Kinga Kozdran ) came from Thousand Oaks, 35 miles away, to "pay my respects." Kozdran and her husband, Marek Niklas, grew up in a small town in Poland under communist rule. "He was a symbol of the great America," she said. "He represented individuality to us. His music crossed the border of communism. You weren't supposed to buy it. It was a symbol of the horrible corrupt capitalism."
"Like Coca-Cola," her husband said.
Capitalism was good for decades to the King of Pop, but he died Thursday under a mountain of debt estimated at between $400 million and $500 million.
"Quite frankly, he may be worth more dead than alive," Jerry Reisman, general counsel for the Hit Factory, a recording studio where Jackson produced his best-selling album, "Thriller," told the Associated Press.
Fans drove the star's music back up the charts, emptying CD bins at stores and sending online sales soaring. Jackson records made up the entire Top 5 of iTunes' Top Albums -- with "Thriller" at No. 2 and the "Thriller 25th Anniversary" release at No. 5. On Amazon.com, the 25th anniversary release was No. 1; all of the site's top 10 albums, and 18 of the top 20, were Jackson's.
In London in March, Jackson had announced he would perform a series of concerts at the O2 arena there.
"This is it. I just want to say these will be my final show performances in London. This is it; when I say this is it, this is it," Jackson told the crowd, Rolling Stone reported. "I'll be performing the songs my fans want to hear -- this is it. This is really it. This is the final curtain call. I'll see you in July."
His schedule grew to 50 London concerts -- one for every year of his life -- and Jackson had been rehearsing for the past two months. Wednesday, he prepped on a big stage: the Staples Center, home to the Los Angeles Lakers basketball team.
In London, ticketholders began to queue up for refunds, a process made more complicated because people bought tickets to sold-out shows for huge sums from unauthorized dealers.
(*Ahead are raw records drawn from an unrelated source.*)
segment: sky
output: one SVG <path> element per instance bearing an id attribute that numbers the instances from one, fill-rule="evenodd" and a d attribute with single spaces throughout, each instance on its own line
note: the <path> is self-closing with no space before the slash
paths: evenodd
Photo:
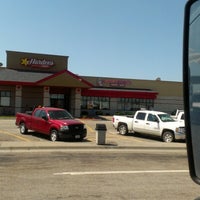
<path id="1" fill-rule="evenodd" d="M 182 81 L 186 0 L 0 0 L 6 51 L 69 56 L 80 76 Z"/>

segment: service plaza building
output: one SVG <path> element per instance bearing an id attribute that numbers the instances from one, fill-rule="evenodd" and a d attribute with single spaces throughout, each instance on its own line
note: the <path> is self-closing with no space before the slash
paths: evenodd
<path id="1" fill-rule="evenodd" d="M 7 66 L 0 67 L 1 116 L 37 106 L 64 108 L 74 117 L 183 109 L 182 82 L 80 76 L 68 70 L 68 56 L 6 54 Z"/>

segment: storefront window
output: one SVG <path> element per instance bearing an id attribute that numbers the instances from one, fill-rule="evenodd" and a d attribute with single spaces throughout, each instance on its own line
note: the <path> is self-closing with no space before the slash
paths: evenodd
<path id="1" fill-rule="evenodd" d="M 10 106 L 10 99 L 10 91 L 0 91 L 0 106 Z"/>
<path id="2" fill-rule="evenodd" d="M 150 109 L 153 107 L 152 99 L 119 98 L 117 102 L 118 111 L 136 111 L 140 108 Z"/>
<path id="3" fill-rule="evenodd" d="M 65 95 L 64 94 L 51 94 L 50 102 L 52 107 L 64 108 Z"/>
<path id="4" fill-rule="evenodd" d="M 81 109 L 88 110 L 109 110 L 110 98 L 109 97 L 86 97 L 83 96 L 81 100 Z"/>

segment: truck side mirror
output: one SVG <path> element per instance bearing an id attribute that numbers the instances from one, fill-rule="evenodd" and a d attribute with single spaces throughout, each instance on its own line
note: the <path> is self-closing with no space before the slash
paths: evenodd
<path id="1" fill-rule="evenodd" d="M 190 175 L 200 184 L 200 0 L 185 6 L 183 88 Z"/>

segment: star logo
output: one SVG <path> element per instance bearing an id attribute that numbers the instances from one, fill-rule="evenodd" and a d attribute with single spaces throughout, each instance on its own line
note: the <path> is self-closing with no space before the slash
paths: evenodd
<path id="1" fill-rule="evenodd" d="M 21 65 L 27 66 L 28 65 L 28 58 L 22 58 L 21 59 Z"/>

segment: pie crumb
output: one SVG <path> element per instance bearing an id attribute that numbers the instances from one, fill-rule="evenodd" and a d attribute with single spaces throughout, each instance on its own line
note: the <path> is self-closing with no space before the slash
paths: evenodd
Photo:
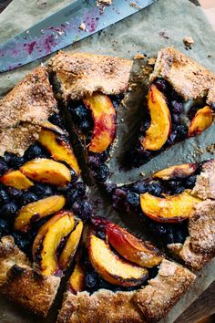
<path id="1" fill-rule="evenodd" d="M 148 59 L 148 65 L 155 65 L 156 62 L 156 58 L 155 57 L 151 57 Z"/>
<path id="2" fill-rule="evenodd" d="M 134 59 L 143 59 L 145 58 L 143 54 L 137 54 L 134 56 Z"/>
<path id="3" fill-rule="evenodd" d="M 86 30 L 86 25 L 84 23 L 81 23 L 78 28 L 81 30 Z"/>
<path id="4" fill-rule="evenodd" d="M 194 44 L 194 40 L 190 36 L 184 37 L 183 43 L 187 48 L 191 48 L 192 45 Z"/>

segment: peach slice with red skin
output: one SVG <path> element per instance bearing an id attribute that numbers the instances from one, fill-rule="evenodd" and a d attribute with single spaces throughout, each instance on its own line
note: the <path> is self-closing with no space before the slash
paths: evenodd
<path id="1" fill-rule="evenodd" d="M 26 232 L 33 222 L 61 210 L 65 203 L 63 195 L 53 195 L 23 206 L 15 220 L 15 230 Z"/>
<path id="2" fill-rule="evenodd" d="M 148 193 L 140 194 L 140 206 L 147 216 L 158 222 L 178 223 L 189 218 L 200 199 L 185 190 L 178 195 L 164 195 L 164 198 Z"/>
<path id="3" fill-rule="evenodd" d="M 73 214 L 61 211 L 39 229 L 33 245 L 33 259 L 43 275 L 50 276 L 58 272 L 57 247 L 74 225 Z"/>
<path id="4" fill-rule="evenodd" d="M 77 174 L 79 174 L 80 169 L 72 147 L 65 141 L 60 128 L 59 130 L 56 128 L 50 126 L 49 129 L 43 128 L 38 141 L 50 152 L 55 161 L 66 162 Z"/>
<path id="5" fill-rule="evenodd" d="M 153 267 L 161 263 L 163 255 L 155 246 L 105 219 L 94 218 L 93 223 L 105 227 L 109 244 L 125 259 L 146 267 Z"/>
<path id="6" fill-rule="evenodd" d="M 22 165 L 19 170 L 31 180 L 66 186 L 71 182 L 69 169 L 63 163 L 46 158 L 36 158 Z"/>
<path id="7" fill-rule="evenodd" d="M 158 151 L 167 141 L 171 130 L 171 117 L 164 95 L 151 85 L 148 94 L 150 126 L 141 140 L 144 150 Z"/>
<path id="8" fill-rule="evenodd" d="M 200 109 L 192 119 L 190 125 L 189 127 L 189 137 L 193 137 L 200 134 L 207 128 L 211 126 L 213 122 L 213 113 L 212 109 L 205 106 Z"/>
<path id="9" fill-rule="evenodd" d="M 177 178 L 184 178 L 192 175 L 197 170 L 195 163 L 183 163 L 181 165 L 175 165 L 165 168 L 157 172 L 152 175 L 152 178 L 159 178 L 163 181 L 169 181 Z"/>
<path id="10" fill-rule="evenodd" d="M 141 285 L 148 277 L 146 268 L 119 258 L 104 240 L 92 234 L 88 255 L 94 269 L 110 284 L 135 287 Z"/>
<path id="11" fill-rule="evenodd" d="M 77 248 L 81 238 L 82 231 L 83 222 L 79 221 L 74 231 L 70 234 L 65 245 L 65 247 L 60 255 L 59 266 L 63 270 L 67 268 L 76 254 Z"/>
<path id="12" fill-rule="evenodd" d="M 85 288 L 85 271 L 80 262 L 75 265 L 74 270 L 68 280 L 69 290 L 73 294 L 82 292 Z"/>
<path id="13" fill-rule="evenodd" d="M 83 99 L 87 108 L 92 112 L 94 120 L 93 133 L 88 150 L 101 153 L 113 142 L 116 137 L 116 110 L 110 99 L 96 92 Z"/>
<path id="14" fill-rule="evenodd" d="M 20 171 L 9 171 L 0 178 L 0 182 L 17 190 L 28 190 L 34 182 L 28 180 Z"/>

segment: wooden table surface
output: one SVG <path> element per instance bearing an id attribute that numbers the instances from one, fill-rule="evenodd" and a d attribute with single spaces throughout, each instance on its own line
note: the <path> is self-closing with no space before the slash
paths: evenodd
<path id="1" fill-rule="evenodd" d="M 0 13 L 12 0 L 0 0 Z M 210 24 L 215 30 L 215 0 L 199 0 Z M 215 282 L 213 282 L 175 323 L 194 323 L 215 313 Z"/>

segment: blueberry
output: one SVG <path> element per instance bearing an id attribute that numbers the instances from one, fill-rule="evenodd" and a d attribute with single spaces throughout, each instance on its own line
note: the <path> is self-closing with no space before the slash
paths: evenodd
<path id="1" fill-rule="evenodd" d="M 185 180 L 184 185 L 186 188 L 193 188 L 195 182 L 196 182 L 196 175 L 192 175 Z"/>
<path id="2" fill-rule="evenodd" d="M 5 190 L 0 190 L 0 204 L 5 203 L 10 200 Z"/>
<path id="3" fill-rule="evenodd" d="M 25 157 L 27 160 L 33 160 L 34 158 L 38 158 L 42 155 L 43 151 L 37 143 L 31 145 L 25 152 Z"/>
<path id="4" fill-rule="evenodd" d="M 155 81 L 156 88 L 161 92 L 168 92 L 169 90 L 169 83 L 163 78 L 158 78 Z"/>
<path id="5" fill-rule="evenodd" d="M 53 114 L 48 120 L 51 123 L 62 128 L 62 120 L 58 114 Z"/>
<path id="6" fill-rule="evenodd" d="M 106 164 L 101 165 L 96 172 L 97 182 L 105 182 L 109 175 L 108 167 Z"/>
<path id="7" fill-rule="evenodd" d="M 174 126 L 174 130 L 176 130 L 176 137 L 177 137 L 177 140 L 179 141 L 182 141 L 184 140 L 185 138 L 187 138 L 188 136 L 188 127 L 183 125 L 183 124 L 180 124 L 180 125 L 176 125 Z"/>
<path id="8" fill-rule="evenodd" d="M 148 192 L 148 184 L 145 182 L 137 182 L 132 187 L 132 191 L 138 194 Z"/>
<path id="9" fill-rule="evenodd" d="M 162 193 L 162 187 L 159 182 L 150 182 L 148 192 L 152 195 L 159 196 Z"/>
<path id="10" fill-rule="evenodd" d="M 102 240 L 106 239 L 106 233 L 104 231 L 97 231 L 97 236 Z"/>
<path id="11" fill-rule="evenodd" d="M 53 194 L 52 189 L 49 185 L 36 183 L 31 191 L 37 196 L 50 196 Z"/>
<path id="12" fill-rule="evenodd" d="M 86 194 L 86 186 L 84 184 L 84 182 L 77 182 L 77 185 L 76 185 L 76 190 L 77 190 L 77 196 L 78 197 L 84 197 L 85 194 Z"/>
<path id="13" fill-rule="evenodd" d="M 29 254 L 31 250 L 30 241 L 26 237 L 23 236 L 23 234 L 16 232 L 14 232 L 12 235 L 15 239 L 15 245 L 17 245 L 23 252 Z"/>
<path id="14" fill-rule="evenodd" d="M 175 114 L 180 114 L 184 110 L 183 103 L 177 100 L 171 101 L 172 112 Z"/>
<path id="15" fill-rule="evenodd" d="M 97 285 L 97 275 L 95 272 L 87 273 L 85 277 L 86 287 L 94 289 Z"/>
<path id="16" fill-rule="evenodd" d="M 19 168 L 26 162 L 24 157 L 18 157 L 11 152 L 5 152 L 5 159 L 6 162 L 8 163 L 8 165 L 12 168 Z"/>
<path id="17" fill-rule="evenodd" d="M 15 187 L 8 187 L 7 193 L 10 195 L 10 197 L 15 201 L 19 201 L 23 195 L 23 191 L 17 190 Z"/>
<path id="18" fill-rule="evenodd" d="M 76 199 L 77 197 L 77 192 L 75 189 L 69 190 L 67 193 L 66 196 L 67 196 L 67 203 L 69 204 L 72 204 L 76 201 Z"/>
<path id="19" fill-rule="evenodd" d="M 24 194 L 22 196 L 22 204 L 26 205 L 26 204 L 29 204 L 30 203 L 36 202 L 37 200 L 38 200 L 37 196 L 34 193 L 26 192 L 26 193 L 24 193 Z"/>
<path id="20" fill-rule="evenodd" d="M 18 206 L 15 202 L 9 202 L 6 204 L 3 205 L 0 211 L 0 214 L 5 219 L 10 219 L 14 217 L 18 211 Z"/>
<path id="21" fill-rule="evenodd" d="M 128 193 L 126 198 L 132 206 L 138 206 L 139 204 L 139 196 L 136 193 Z"/>
<path id="22" fill-rule="evenodd" d="M 0 236 L 6 235 L 8 234 L 9 234 L 8 223 L 4 219 L 0 219 Z"/>
<path id="23" fill-rule="evenodd" d="M 91 125 L 88 120 L 83 120 L 80 122 L 79 127 L 83 132 L 87 132 L 90 130 Z"/>
<path id="24" fill-rule="evenodd" d="M 0 176 L 2 176 L 7 170 L 8 167 L 5 162 L 2 158 L 0 158 Z"/>

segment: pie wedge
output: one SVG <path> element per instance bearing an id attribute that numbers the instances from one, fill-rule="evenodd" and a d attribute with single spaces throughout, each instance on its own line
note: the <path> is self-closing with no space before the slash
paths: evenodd
<path id="1" fill-rule="evenodd" d="M 159 320 L 195 276 L 109 221 L 95 217 L 92 225 L 57 323 Z"/>
<path id="2" fill-rule="evenodd" d="M 103 182 L 116 143 L 117 109 L 128 89 L 132 61 L 86 53 L 59 52 L 49 64 L 66 120 L 89 177 Z"/>
<path id="3" fill-rule="evenodd" d="M 115 209 L 138 217 L 187 266 L 215 255 L 215 160 L 175 165 L 111 190 Z"/>
<path id="4" fill-rule="evenodd" d="M 214 120 L 215 75 L 173 47 L 159 52 L 135 148 L 127 167 L 138 167 L 172 145 L 202 133 Z"/>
Among Jackson's possible creditors were the organizers of a proposed Jackson 5 reunion concert who last month filed a $40 million lawsuit against the singer, claiming that the "This Is It" London tour violated the terms of their 2008 contract. New Jersey-based promoter AllGood Entertainment claimed breach of contract and fraud, and demanded $20 million in compensatory damages and $20 million in punitive damages, according to the Guardian newspaper in London. The suit alleges that in November 2008, Jackson's manager, Frank DiLeo, signed an agreement promising that Jackson would perform in Texas in July 2010, along with his brothers, Marlon, Jackie, Tito, Randy and Jermaine, and that he had agreed not to perform solo until that time.